We had a perfect Sunday of doing things we didn't "have" to do. We slowed down and enjoyed being a family. It was lovely.

Sunday, November 8, 2009

Separation of Church and Finny

It all begins relatively smoothly. Initially, there is just an overwhelming sense of awe as we walk in the door. The stained glass, the pink ceiling, the man in the white robe with the green scarf, the smooth wooden benches, and the singing, oh yeah the singing! There are so many people and the books with all the pages and the lights, all the lights! Then, the man in the robe with the big scarf talks and everyone gets quiet.

Everyone but Finny.

We get through the gathering song and then the screaming begins. It is not screaming out of fear or anger; it is screaming for the pure joy of screaming. So the pacifier goes in. And then the pacifier comes out, tossed as if this dear friend actually means nothing to him, onto the dusty church tiles. It is retrieved, gently dusted off on a pant leg and put back in only to be tossed once again at the back of the woman in front of us. It is even more gently retrieved and put away.

Out come the Teddy Grahams and in, in, in they go. And even though he now has five in his mouth, he reaches for more--must have one in each hand, one on his pant leg, one dismembered across the front of his sweater and five in his mouth. And then there are none. SCREAM!

We are through the first reading. Ask Mom what it was about. "Something about a widow."

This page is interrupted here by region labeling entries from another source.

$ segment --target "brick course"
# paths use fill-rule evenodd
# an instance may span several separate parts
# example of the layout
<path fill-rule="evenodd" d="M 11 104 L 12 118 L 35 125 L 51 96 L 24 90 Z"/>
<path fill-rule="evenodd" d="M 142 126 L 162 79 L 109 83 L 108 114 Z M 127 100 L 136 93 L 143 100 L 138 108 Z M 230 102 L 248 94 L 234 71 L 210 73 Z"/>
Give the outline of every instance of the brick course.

Out comes the juice to wash down the Teddy Grahams and slurp, slurp, slurp, toss underneath the pew in front of us.

Out come the toys. One in each hand. Toss. Toss. Thrash. Thrash. Pull. Pull. SCREAM! SCREAM!

To the back of the church we go. The second reading begins. Finny gets down, grabs my fingers and walks, walks, walks back and forth in the back of the church. Gets down to crawl--escapes! Heads for the table of candles lit for loved ones--oh, to pull myself up and touch all that wonderful light! Captured. SCREAM! Thrash, thrash, thrash. Down again and walking with Mom. Sees Jesus. Makes a mad dash for Him. Wants to pull himself up on the crossed, nailed feet of Jesus. So does Mom.

We are through the second reading. Ask Mom what it's about, "Something about Jesus."

The gospel begins. We are now standing behind the glass windowed doors in the space between the church doors and the doors to the parking lot, but at least there are speakers here and we can hear the gospel. Finny bangs on the shiny glass windows and SCREAMS like Dustin Hoffman from The Graduate.

We go outside. Ask Mom what the gospel was about, "I don't know, DAMNIT!"

We stand outside and Mom prays silently for forgiveness for cussing in her head in church.

Going to church with a one-year-old is an act of futility. I leave exhausted, wondering why I came. We spent the car ride home brainstorming ways to keep both Finny and church in our lives. We are open to suggestions.